The ETI admits it may take several years before the monitoring system is in place which will prevent such abuses. It expects the eventual solution to involve a combination of social audits carried out by professional monitoring consultancies and input from specially trained grassroots workers who will have the confidence of the workforce.

"The next issue is how we can enable companies to improve working conditions and whether the suppliers or the retailers will pay for this," said Mr Wells.

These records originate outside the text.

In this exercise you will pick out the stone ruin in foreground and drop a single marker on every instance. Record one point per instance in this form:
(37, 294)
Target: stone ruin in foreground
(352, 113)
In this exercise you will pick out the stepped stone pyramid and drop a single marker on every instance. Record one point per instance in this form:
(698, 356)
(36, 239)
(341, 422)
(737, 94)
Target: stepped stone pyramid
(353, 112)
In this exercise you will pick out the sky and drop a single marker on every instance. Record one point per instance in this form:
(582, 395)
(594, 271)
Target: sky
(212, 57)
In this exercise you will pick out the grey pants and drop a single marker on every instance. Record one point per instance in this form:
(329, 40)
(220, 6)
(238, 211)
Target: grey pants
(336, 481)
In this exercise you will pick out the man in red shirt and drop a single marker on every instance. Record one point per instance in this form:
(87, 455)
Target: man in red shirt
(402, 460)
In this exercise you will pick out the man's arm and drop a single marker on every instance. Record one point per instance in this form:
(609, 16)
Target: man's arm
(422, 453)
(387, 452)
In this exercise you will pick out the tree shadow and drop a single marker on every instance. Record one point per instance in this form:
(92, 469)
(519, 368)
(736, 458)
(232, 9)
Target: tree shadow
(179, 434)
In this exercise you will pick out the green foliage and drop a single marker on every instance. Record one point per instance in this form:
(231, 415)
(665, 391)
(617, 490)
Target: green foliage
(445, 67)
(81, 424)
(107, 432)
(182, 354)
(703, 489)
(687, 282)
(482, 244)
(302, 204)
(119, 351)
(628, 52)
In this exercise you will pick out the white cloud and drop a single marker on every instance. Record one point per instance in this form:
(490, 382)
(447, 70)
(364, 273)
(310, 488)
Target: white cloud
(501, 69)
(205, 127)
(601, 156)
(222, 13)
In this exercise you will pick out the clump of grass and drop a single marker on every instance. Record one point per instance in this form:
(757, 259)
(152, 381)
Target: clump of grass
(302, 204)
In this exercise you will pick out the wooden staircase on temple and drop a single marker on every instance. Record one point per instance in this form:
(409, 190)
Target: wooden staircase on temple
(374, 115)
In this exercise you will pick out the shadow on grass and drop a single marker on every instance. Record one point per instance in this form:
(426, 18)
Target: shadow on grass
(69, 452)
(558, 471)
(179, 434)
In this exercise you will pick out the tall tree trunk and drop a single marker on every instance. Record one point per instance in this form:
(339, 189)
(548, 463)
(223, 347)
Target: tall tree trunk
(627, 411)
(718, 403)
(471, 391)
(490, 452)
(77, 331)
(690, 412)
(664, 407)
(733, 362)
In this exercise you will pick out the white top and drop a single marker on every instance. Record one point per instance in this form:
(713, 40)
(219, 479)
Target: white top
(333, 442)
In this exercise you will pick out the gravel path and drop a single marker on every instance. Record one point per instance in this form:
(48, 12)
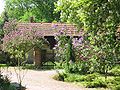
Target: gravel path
(42, 80)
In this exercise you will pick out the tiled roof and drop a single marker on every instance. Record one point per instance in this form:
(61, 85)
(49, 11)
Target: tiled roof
(51, 29)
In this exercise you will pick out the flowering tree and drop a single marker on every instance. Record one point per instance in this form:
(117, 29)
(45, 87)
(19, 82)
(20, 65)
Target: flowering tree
(19, 42)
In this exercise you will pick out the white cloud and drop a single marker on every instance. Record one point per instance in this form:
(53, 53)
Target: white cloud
(2, 5)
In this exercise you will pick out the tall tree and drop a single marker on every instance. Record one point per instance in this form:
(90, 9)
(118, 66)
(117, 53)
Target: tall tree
(42, 10)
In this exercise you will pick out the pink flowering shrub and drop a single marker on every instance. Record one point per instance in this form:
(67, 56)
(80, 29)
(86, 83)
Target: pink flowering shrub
(19, 42)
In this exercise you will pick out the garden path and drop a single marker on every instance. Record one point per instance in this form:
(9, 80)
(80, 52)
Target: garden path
(42, 80)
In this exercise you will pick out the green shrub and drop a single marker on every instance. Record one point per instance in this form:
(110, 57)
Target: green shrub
(5, 83)
(96, 83)
(91, 77)
(117, 87)
(115, 71)
(60, 76)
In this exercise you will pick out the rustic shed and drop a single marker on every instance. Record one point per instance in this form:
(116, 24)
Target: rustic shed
(48, 30)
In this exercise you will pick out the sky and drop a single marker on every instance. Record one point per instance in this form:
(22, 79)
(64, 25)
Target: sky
(2, 4)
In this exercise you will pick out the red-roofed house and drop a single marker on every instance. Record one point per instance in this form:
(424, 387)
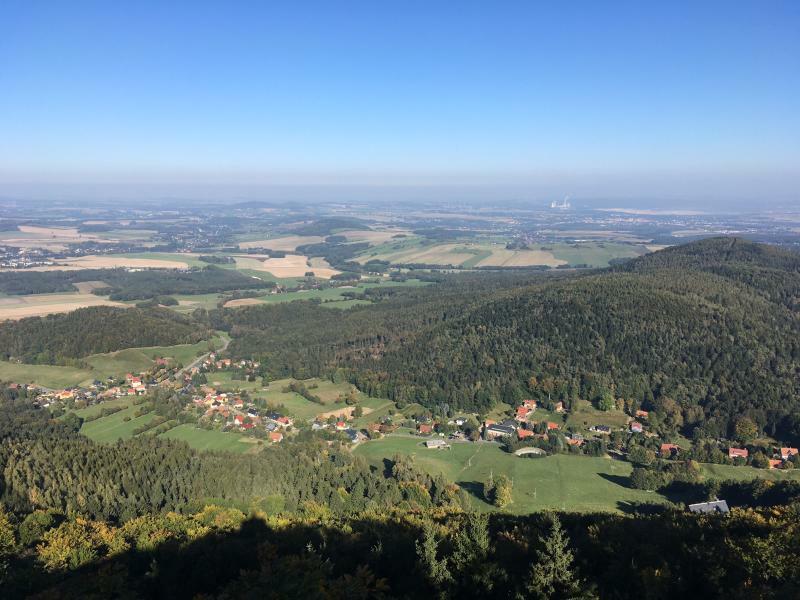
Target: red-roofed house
(669, 449)
(424, 429)
(524, 433)
(738, 453)
(522, 413)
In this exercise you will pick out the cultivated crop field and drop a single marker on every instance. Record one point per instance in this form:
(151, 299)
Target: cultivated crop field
(37, 305)
(114, 427)
(116, 364)
(332, 297)
(44, 375)
(491, 252)
(558, 482)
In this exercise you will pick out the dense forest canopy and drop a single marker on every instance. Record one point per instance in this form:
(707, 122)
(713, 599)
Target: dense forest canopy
(307, 519)
(62, 338)
(46, 464)
(711, 326)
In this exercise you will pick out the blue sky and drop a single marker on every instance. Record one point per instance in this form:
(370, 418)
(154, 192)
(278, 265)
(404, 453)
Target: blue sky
(672, 99)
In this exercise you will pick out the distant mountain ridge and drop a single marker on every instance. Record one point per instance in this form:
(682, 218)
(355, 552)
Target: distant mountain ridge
(711, 326)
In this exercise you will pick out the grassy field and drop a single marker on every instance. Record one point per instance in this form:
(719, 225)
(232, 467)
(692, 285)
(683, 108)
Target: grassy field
(44, 375)
(95, 409)
(131, 360)
(223, 382)
(299, 407)
(334, 297)
(596, 254)
(562, 482)
(585, 415)
(111, 428)
(191, 260)
(203, 439)
(486, 251)
(36, 305)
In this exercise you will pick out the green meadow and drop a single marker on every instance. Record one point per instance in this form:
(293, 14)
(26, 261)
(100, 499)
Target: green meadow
(203, 439)
(100, 366)
(558, 482)
(44, 375)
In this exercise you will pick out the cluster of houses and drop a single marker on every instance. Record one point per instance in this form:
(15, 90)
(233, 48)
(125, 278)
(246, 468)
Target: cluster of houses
(99, 391)
(239, 415)
(213, 363)
(779, 458)
(523, 426)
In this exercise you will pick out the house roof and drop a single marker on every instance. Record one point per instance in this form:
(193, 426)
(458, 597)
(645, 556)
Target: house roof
(504, 429)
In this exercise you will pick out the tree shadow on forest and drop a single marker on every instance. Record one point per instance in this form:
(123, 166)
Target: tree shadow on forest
(474, 488)
(288, 561)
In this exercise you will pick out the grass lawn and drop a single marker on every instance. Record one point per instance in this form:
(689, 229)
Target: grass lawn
(94, 409)
(44, 375)
(334, 297)
(223, 382)
(563, 482)
(189, 302)
(585, 415)
(203, 439)
(190, 260)
(345, 304)
(114, 427)
(183, 353)
(595, 254)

The Cafod report criticised several of Britain's top seven retailers for the "major gaps" that exist in their codes of conduct. Storehouse - which encompasses Mothercare and BhS - River Island, and Marks & Spencer have yet to acknowledge a universal right to join a union, although all three groups are now reviewing their codes for foreign manufacturers. Cafod also points out "disturbing weaknesses" in the C&A code over working hours.

Next introduced a new code this year, which it plans to review on an annual basis, but Cafod criticises the lack of independent checks in its monitoring procedure which consists of visits by Next quality and control specialists and self-certification by suppliers.

The report highlights the experiences of two workers who have yet to benefit from the initiatives taken by Western retailers.

Dani, an Indonesian worker, earns 35p a day working in a factory which, he claims, makes clothes for Gap. It is just enough to feed his small family on watery soup and house them in a two-room shack.

Minara Begum, a young Bangladeshi woman, was slashed with razors when she spoke out after union leaders were beaten up at the clothing factory where she worked. The union had been in dispute with the factory management since it recruited the 30 per cent of workers necessary for legal recognition.